Como es sabido, en los Estados Unidos no hay propiamente educación, asistencia social ni sanidad públicas y universales en el sentido que nosotros las concebimos. Y sus ciudadanos tampoco sienten, por ejemplo, haber delegado en el Estado y sus funcionarios la obligación de defender sus casas o sus familias, así que muchos de ellos prefieren permanecer armados. Nada de lo anterior me parece deseable, pero no esperarlo todo del Estado tiene la inevitable consecuencia de que cada uno se sabe indelegablemente responsable y, al mismo tiempo, precisado de asociarse con otros, sin que lo primero ni lo segundo lo tutele el Estado.

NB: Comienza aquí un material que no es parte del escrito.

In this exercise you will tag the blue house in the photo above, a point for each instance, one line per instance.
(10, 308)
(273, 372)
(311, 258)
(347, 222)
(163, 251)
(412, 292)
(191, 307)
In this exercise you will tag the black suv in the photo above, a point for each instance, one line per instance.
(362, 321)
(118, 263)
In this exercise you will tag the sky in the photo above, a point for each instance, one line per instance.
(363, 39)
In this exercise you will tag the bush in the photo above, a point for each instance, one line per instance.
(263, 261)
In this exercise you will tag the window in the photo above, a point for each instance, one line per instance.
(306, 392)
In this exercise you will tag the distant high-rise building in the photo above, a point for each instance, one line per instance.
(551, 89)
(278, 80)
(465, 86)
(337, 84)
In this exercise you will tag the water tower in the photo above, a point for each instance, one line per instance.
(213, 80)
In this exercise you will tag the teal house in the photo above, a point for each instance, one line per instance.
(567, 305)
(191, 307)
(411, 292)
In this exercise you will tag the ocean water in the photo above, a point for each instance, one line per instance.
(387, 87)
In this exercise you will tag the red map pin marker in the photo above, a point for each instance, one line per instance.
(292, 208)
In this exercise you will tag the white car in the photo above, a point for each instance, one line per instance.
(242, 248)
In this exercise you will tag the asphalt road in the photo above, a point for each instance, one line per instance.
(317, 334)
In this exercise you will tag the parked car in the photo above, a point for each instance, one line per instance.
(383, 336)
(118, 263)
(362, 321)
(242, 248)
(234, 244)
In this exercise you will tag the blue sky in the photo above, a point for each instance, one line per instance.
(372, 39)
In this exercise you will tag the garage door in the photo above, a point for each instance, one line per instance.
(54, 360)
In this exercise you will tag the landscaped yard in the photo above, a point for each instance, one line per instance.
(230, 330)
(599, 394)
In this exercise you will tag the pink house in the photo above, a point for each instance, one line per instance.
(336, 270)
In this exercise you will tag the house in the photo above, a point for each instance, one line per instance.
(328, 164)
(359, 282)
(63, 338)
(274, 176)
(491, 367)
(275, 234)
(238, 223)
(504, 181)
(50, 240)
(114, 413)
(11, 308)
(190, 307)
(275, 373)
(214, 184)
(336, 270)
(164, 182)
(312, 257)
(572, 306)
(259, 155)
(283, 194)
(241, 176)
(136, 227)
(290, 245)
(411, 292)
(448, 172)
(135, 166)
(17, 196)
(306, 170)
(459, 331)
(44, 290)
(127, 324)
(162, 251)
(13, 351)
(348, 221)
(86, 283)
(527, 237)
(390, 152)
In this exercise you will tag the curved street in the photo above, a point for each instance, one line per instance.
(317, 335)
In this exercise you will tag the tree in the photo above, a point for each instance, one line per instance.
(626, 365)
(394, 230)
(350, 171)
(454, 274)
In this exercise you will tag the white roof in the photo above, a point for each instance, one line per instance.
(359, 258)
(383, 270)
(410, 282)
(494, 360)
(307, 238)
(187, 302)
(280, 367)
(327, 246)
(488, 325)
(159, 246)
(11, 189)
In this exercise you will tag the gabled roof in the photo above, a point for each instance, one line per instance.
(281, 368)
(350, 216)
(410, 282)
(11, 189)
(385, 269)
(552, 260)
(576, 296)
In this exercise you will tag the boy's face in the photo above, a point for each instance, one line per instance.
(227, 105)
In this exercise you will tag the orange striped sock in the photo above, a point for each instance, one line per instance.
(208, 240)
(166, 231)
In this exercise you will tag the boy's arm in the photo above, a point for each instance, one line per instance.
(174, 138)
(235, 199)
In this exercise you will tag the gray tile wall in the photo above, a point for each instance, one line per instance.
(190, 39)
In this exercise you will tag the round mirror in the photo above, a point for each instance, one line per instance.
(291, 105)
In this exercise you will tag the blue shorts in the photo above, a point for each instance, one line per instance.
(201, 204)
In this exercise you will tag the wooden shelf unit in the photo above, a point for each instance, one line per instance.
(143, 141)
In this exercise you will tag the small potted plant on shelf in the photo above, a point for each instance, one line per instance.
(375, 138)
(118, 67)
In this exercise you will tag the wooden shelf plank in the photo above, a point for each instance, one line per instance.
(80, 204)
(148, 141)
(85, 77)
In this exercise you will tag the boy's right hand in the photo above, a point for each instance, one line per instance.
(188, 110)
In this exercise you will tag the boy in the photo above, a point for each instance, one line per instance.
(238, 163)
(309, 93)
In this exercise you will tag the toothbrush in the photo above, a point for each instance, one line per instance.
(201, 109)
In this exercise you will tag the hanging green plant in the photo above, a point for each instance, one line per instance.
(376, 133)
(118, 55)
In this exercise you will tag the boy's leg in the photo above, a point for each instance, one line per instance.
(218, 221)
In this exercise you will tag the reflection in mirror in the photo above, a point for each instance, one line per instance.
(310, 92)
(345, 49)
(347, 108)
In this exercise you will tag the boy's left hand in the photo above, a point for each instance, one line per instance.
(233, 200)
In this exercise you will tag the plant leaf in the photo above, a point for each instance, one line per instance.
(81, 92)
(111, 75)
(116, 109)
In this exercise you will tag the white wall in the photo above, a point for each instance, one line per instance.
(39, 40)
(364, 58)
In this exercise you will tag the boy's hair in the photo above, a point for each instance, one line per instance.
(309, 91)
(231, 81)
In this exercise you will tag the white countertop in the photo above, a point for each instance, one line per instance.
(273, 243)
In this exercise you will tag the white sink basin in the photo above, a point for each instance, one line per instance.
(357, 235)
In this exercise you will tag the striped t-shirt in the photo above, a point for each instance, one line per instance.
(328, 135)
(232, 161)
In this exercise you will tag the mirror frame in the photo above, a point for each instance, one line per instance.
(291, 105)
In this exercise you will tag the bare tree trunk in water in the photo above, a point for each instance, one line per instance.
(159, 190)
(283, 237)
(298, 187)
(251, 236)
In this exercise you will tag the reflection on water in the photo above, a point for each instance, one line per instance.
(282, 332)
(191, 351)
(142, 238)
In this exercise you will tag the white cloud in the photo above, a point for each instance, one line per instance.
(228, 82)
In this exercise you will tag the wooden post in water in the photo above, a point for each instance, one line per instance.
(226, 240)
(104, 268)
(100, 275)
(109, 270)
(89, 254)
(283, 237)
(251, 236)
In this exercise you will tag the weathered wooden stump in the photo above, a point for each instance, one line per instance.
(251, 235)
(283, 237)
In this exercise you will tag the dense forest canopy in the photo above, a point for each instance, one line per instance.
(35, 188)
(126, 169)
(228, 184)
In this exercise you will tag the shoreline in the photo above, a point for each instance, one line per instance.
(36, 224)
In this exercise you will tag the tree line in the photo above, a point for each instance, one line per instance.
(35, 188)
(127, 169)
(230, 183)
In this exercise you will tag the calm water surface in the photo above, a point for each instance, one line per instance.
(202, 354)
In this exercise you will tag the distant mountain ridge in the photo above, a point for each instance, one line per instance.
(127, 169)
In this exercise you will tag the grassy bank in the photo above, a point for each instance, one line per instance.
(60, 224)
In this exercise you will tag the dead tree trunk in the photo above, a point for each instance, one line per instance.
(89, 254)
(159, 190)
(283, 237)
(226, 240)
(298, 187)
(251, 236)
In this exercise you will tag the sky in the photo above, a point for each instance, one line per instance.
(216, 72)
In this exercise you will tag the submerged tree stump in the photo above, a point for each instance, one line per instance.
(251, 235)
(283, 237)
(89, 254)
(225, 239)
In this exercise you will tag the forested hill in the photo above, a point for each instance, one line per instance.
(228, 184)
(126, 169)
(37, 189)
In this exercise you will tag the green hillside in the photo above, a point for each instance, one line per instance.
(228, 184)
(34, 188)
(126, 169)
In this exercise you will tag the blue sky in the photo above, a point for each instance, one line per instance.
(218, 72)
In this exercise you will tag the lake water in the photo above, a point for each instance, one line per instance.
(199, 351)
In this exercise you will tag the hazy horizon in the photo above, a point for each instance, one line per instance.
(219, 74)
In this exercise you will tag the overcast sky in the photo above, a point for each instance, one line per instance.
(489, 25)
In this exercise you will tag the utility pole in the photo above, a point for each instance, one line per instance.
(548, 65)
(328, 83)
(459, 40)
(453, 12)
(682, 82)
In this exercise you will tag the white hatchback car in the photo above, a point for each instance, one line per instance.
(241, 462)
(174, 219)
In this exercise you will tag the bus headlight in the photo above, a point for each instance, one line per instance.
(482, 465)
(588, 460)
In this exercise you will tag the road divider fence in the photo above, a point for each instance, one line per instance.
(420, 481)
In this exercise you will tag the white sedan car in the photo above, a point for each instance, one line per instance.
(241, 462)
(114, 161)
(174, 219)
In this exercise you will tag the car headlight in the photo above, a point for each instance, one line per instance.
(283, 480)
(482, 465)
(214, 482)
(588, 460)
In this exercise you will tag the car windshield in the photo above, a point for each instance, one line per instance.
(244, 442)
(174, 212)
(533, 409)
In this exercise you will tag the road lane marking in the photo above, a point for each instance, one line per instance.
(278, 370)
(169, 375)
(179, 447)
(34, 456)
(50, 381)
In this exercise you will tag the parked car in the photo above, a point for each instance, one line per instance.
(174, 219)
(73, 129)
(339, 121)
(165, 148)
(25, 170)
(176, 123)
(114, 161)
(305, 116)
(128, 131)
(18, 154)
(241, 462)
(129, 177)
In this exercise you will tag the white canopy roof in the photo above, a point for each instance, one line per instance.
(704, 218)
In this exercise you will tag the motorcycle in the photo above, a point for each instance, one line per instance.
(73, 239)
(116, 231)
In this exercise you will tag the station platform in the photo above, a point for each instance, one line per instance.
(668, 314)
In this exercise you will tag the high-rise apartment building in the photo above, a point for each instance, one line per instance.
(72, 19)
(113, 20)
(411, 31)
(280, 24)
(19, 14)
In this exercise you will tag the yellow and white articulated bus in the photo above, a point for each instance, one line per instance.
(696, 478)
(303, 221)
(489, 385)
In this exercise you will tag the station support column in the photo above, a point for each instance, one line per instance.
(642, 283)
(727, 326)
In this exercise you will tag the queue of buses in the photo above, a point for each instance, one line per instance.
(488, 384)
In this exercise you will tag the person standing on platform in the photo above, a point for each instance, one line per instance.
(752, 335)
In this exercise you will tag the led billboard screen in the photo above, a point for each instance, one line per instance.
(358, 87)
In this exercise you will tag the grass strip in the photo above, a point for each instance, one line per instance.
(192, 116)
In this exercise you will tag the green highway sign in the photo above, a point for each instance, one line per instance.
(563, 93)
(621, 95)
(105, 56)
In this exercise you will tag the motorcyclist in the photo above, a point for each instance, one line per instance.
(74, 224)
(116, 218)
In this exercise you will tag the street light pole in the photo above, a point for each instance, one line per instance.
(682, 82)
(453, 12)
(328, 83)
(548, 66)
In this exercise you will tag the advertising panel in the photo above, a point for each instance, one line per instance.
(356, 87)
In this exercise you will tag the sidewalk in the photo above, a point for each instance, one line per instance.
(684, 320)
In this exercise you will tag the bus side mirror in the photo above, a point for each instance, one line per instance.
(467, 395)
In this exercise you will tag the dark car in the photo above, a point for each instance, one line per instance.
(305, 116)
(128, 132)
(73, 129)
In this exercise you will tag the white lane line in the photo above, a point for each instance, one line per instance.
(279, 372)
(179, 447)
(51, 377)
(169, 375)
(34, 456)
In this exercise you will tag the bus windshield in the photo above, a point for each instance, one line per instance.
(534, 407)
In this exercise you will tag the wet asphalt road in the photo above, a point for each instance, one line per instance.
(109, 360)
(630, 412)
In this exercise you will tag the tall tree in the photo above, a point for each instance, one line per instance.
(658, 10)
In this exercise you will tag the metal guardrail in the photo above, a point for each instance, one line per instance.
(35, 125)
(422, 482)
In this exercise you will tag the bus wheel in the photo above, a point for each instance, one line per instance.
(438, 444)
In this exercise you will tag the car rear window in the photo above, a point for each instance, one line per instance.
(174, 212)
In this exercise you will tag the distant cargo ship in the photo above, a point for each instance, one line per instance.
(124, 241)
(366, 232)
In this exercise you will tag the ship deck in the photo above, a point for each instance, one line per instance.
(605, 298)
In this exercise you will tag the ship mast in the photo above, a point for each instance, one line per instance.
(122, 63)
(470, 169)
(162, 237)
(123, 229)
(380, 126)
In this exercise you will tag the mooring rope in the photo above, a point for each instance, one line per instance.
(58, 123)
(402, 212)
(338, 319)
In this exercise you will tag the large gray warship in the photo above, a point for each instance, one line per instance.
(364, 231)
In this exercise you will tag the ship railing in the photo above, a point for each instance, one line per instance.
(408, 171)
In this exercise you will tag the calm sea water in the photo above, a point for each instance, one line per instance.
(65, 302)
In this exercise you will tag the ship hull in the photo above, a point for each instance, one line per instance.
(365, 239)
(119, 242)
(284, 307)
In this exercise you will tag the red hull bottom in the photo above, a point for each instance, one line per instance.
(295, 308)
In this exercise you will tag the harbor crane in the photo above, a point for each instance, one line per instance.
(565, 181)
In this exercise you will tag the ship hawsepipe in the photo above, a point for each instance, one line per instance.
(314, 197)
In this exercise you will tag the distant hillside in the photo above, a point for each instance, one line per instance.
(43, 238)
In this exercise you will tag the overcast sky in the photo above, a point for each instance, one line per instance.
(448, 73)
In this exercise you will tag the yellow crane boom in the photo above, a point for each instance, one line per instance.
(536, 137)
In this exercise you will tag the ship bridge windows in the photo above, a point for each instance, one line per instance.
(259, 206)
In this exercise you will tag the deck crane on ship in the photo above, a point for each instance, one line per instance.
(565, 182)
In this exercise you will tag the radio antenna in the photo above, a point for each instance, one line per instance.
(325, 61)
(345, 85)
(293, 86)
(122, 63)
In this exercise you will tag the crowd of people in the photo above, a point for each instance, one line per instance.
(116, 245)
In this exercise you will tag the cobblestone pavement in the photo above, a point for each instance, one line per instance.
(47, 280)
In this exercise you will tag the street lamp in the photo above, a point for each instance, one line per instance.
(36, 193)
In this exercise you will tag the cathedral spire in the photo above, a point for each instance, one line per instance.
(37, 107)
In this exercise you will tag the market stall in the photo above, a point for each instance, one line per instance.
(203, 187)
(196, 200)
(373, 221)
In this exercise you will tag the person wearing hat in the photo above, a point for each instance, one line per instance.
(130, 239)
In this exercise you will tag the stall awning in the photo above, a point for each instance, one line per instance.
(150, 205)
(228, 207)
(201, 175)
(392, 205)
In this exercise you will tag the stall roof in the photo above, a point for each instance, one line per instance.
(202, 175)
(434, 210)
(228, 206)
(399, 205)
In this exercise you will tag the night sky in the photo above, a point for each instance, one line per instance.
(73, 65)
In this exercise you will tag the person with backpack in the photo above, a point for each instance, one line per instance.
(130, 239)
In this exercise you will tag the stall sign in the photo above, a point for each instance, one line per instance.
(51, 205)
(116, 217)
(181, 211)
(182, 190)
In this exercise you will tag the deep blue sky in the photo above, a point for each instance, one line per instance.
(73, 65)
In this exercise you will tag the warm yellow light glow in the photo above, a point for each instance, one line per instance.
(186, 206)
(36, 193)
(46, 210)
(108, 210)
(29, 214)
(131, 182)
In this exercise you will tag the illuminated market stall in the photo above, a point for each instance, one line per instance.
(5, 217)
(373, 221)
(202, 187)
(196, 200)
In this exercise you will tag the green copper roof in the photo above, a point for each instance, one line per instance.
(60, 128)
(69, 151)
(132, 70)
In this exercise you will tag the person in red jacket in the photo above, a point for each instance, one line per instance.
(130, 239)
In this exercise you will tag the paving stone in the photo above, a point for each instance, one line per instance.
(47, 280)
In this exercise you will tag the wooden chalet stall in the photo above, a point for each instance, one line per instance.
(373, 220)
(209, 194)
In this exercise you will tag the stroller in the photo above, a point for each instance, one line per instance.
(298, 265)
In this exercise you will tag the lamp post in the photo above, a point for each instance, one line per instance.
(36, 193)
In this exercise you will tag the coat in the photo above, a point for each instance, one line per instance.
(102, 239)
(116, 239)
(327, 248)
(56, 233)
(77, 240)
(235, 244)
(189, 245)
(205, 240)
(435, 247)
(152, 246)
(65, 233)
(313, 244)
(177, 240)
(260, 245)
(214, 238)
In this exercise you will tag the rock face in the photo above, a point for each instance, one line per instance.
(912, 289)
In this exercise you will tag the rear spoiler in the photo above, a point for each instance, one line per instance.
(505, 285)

Paradójica pero comprensiblemente, en ese inclemente desamparo sobrevive mejor el vigor moral del que nos priva la filantrópica pero edulcorada profusión de servicios públicos para el bienestar.

El «opio del pueblo» contemporáneo es ese estatalismo suministrador de una panoplia de derechos desbordante, muchas veces nacidos como dádivas electorales para una ciudadanía proclive a la obesidad y la depresión -las dos pandemias de las sociedades desarrolladas-, y hedonista. Nos dejamos acunar en esa placenta de derechos que hemos confundido con la auténtica ciudadanía, sin rebelarnos ni exigir al Estado y a sus funcionarios que se quiten de en medio cuando de cuidar a los nuestros y a cuantos lo necesitan se trata. No hay ciudadanía efectiva sin el peso de la responsabilidad.

Este Ogro filantrópico tiene además un poder de nigromante: consigue hacernos sentir simultáneamente insignificantes y cómodamente alojados en esa insignificancia, para que no nos decidamos a tomar parte activa en la discusión y el curso efectivo de los asuntos públicos. Así que como Ulises en la cueva del cíclope preferimos decir que somos «Nadie» antes que enfrentar ese ojo solitario.